Pelaksanaannya juga tidak ditempat yang mentereng dan terang benderang, melainkan di tempat mereka berada, seperti di kolong jembatan, di dekat terminal atau stasiun, di tengah pasar, di lokasi bencana dan sebagainya.
Serta juga dilakukan di halaman masjid, halaman kelenteng dan juga gereja.
Tujuannya adalah untuk mengajak mereka melaksanakan perintah Allah, menunaikan ibadah puasa di bulan suci Ramadan dengan sebaik-baiknya.
Turut digaungkan, puasa bukan hanya rutinitas keagamaan tahunan, tetapi didalamnya banyak terkandung pesan moral serta ajaran nilai nilai luhur yang harus diterapkan dalam kehidupan sehari-hari.

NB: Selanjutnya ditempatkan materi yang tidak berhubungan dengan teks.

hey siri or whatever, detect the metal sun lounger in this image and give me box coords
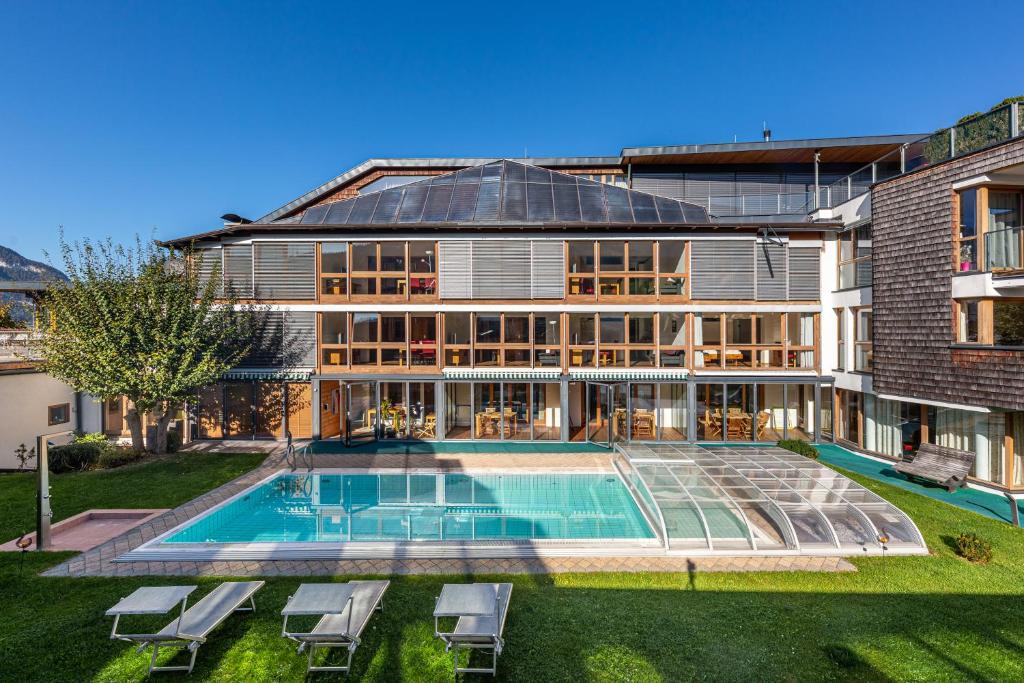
[282,580,390,674]
[106,581,265,674]
[434,583,513,676]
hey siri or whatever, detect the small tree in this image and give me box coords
[34,235,266,453]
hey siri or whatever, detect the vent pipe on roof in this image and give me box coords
[762,122,771,142]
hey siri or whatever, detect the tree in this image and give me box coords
[0,300,27,328]
[33,235,266,453]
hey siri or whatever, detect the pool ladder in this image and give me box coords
[285,432,313,472]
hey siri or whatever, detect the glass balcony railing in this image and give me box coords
[812,102,1024,212]
[985,226,1024,273]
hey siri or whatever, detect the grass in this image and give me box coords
[0,452,266,542]
[2,455,1024,681]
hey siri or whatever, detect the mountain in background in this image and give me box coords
[0,244,67,325]
[0,244,67,282]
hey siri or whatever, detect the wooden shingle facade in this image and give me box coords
[871,138,1024,410]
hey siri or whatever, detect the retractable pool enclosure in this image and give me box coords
[615,444,926,555]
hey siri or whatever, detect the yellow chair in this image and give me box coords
[415,414,436,439]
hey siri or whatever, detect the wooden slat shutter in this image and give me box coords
[473,241,531,299]
[241,310,316,367]
[439,240,473,299]
[788,247,821,301]
[530,241,565,299]
[756,241,788,301]
[253,242,315,300]
[222,244,253,298]
[690,240,756,299]
[193,247,222,297]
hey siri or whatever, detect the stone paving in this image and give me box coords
[43,448,856,578]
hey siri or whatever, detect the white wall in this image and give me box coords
[0,371,78,470]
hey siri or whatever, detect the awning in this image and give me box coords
[442,368,562,380]
[222,369,312,381]
[568,368,689,381]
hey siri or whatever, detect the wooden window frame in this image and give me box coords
[835,308,846,371]
[853,307,872,372]
[837,225,870,289]
[983,187,1024,274]
[47,402,70,426]
[656,240,690,301]
[954,188,983,273]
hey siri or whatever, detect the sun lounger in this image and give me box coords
[434,583,513,676]
[106,581,264,674]
[282,580,389,673]
[895,443,974,493]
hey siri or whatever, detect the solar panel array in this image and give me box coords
[297,160,710,226]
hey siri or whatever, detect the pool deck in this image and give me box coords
[42,448,856,577]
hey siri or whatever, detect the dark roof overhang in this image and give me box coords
[621,134,926,165]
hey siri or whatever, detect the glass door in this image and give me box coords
[345,381,378,446]
[586,382,627,447]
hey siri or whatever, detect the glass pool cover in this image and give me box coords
[618,444,926,553]
[165,472,654,544]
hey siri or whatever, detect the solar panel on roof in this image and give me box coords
[604,185,633,222]
[300,204,329,224]
[504,161,526,183]
[448,182,479,221]
[396,184,428,222]
[368,188,402,223]
[474,180,501,220]
[456,166,482,183]
[552,181,582,221]
[324,199,354,224]
[430,172,455,185]
[630,192,659,223]
[480,162,502,181]
[577,182,606,222]
[525,165,551,184]
[500,181,527,221]
[422,185,454,222]
[347,193,380,224]
[654,195,684,223]
[526,182,554,222]
[682,205,708,222]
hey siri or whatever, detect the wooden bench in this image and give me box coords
[894,443,974,493]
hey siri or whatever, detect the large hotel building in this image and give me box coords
[159,101,1024,493]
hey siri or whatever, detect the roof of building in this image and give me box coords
[621,134,926,165]
[297,159,710,227]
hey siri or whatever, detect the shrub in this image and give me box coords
[777,439,819,459]
[166,428,182,453]
[48,442,102,473]
[954,532,993,564]
[73,431,108,445]
[96,446,146,470]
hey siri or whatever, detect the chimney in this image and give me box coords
[762,123,771,142]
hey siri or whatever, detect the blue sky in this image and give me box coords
[0,0,1020,263]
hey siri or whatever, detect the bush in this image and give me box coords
[48,442,103,473]
[96,446,146,470]
[777,439,819,459]
[73,432,108,445]
[166,428,182,453]
[954,532,993,564]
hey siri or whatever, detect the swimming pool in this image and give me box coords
[164,471,655,544]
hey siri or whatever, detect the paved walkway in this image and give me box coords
[42,448,856,578]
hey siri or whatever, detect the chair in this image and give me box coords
[415,414,437,439]
[282,580,389,674]
[434,583,513,677]
[106,581,265,674]
[632,413,655,439]
[755,411,771,440]
[701,411,722,439]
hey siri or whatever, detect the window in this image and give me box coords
[657,241,687,298]
[658,312,686,367]
[854,308,872,371]
[954,298,1024,347]
[956,189,979,272]
[568,241,596,297]
[48,403,70,426]
[837,224,871,289]
[986,190,1024,271]
[835,308,846,370]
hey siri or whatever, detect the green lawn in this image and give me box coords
[0,452,266,542]
[2,456,1024,681]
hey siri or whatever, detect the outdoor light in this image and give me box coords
[15,532,32,576]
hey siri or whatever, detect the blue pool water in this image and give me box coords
[166,472,654,543]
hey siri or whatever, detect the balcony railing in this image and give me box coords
[0,329,43,360]
[985,226,1024,273]
[812,102,1024,212]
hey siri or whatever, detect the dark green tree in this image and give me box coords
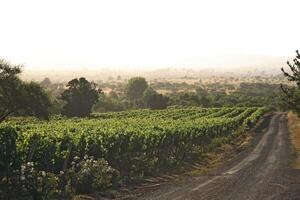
[125,77,148,100]
[94,93,124,112]
[182,92,200,106]
[61,77,100,117]
[0,60,51,122]
[143,87,168,109]
[20,82,52,119]
[196,87,210,107]
[195,87,208,97]
[281,50,300,114]
[125,77,148,108]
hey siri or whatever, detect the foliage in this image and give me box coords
[0,126,20,172]
[20,82,52,119]
[40,78,52,88]
[67,156,119,194]
[143,87,169,109]
[0,60,51,122]
[20,162,59,200]
[40,75,284,112]
[219,83,283,109]
[125,77,148,101]
[0,107,266,198]
[168,92,200,106]
[0,126,21,199]
[281,50,300,114]
[61,77,101,117]
[94,93,125,112]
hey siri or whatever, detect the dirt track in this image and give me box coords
[137,113,300,200]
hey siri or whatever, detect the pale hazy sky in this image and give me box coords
[0,0,299,70]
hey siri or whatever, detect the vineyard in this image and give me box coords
[0,107,266,198]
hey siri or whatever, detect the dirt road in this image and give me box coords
[138,113,300,200]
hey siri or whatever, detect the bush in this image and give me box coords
[20,162,59,200]
[67,156,120,194]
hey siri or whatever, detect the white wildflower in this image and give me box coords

Seperti jujur, sabar, sederhana, kasih sayang, keprihatinan,harapan, keuletan hidup dan lain-lain.
Karena itu, puasa seharusnya mampu mengubah perilaku, gaya hidup serta pola pikir pelakunya ke arah yang lebih baik dan lebih positif dan penuh harapan, karena implikasi dari penyucian jiwa itu, arahnya pada tindakan sosial seperti kasih sayang, tidak arogan, toleran, solider dan berempati kepada yang menderita.
"Hingga sekarang, program sahur keliling berhasil dilakukan di seantero Indonesia. Melalui program ini kami bisa merasakan indahnya keberagaman dan indahnya kebersamaan," ucap Sinta yang juga sempat menjadi jurnalis tersebut.
Di sisi lain, Gubernur Jawa Timur Khofifah Indar Parawansa mengatakan mantan ibu negara Sinta Nuriyah Wahid adalah sosok yang tak henti mencari ilmu. Bahkan tak sampai di sana, sosok Sinta adalah sosok yang tak lelah mengamalkan dan mengajarkan ilmu yang dimiliki.
"Puan Amal Hayati, lembaga yang beliau komandani masuk ke relung pesantren salaf dengan pesan mengimplementasikan Islam rahmatan lil a'lamin," kata Khofifah.
Universalitas nilai kemanusiaan diperjuangkan Sinta tanpa henti. Termasuk gerakan sahur dan buka puasa yang digagas dan rutin dilakukan sampai sekarang.
"Beliau rutin buka puasa dan sahur bersama setiap bulan Ramadhan keliling nusantara dengan menggandeng semua elemen termasuk buka puasa dan sahur di gereja. Beliau mengajarkan bahwa persaudaraan tidak mengenal batas suku, agama, adat dan sebagainya," pungkasnya.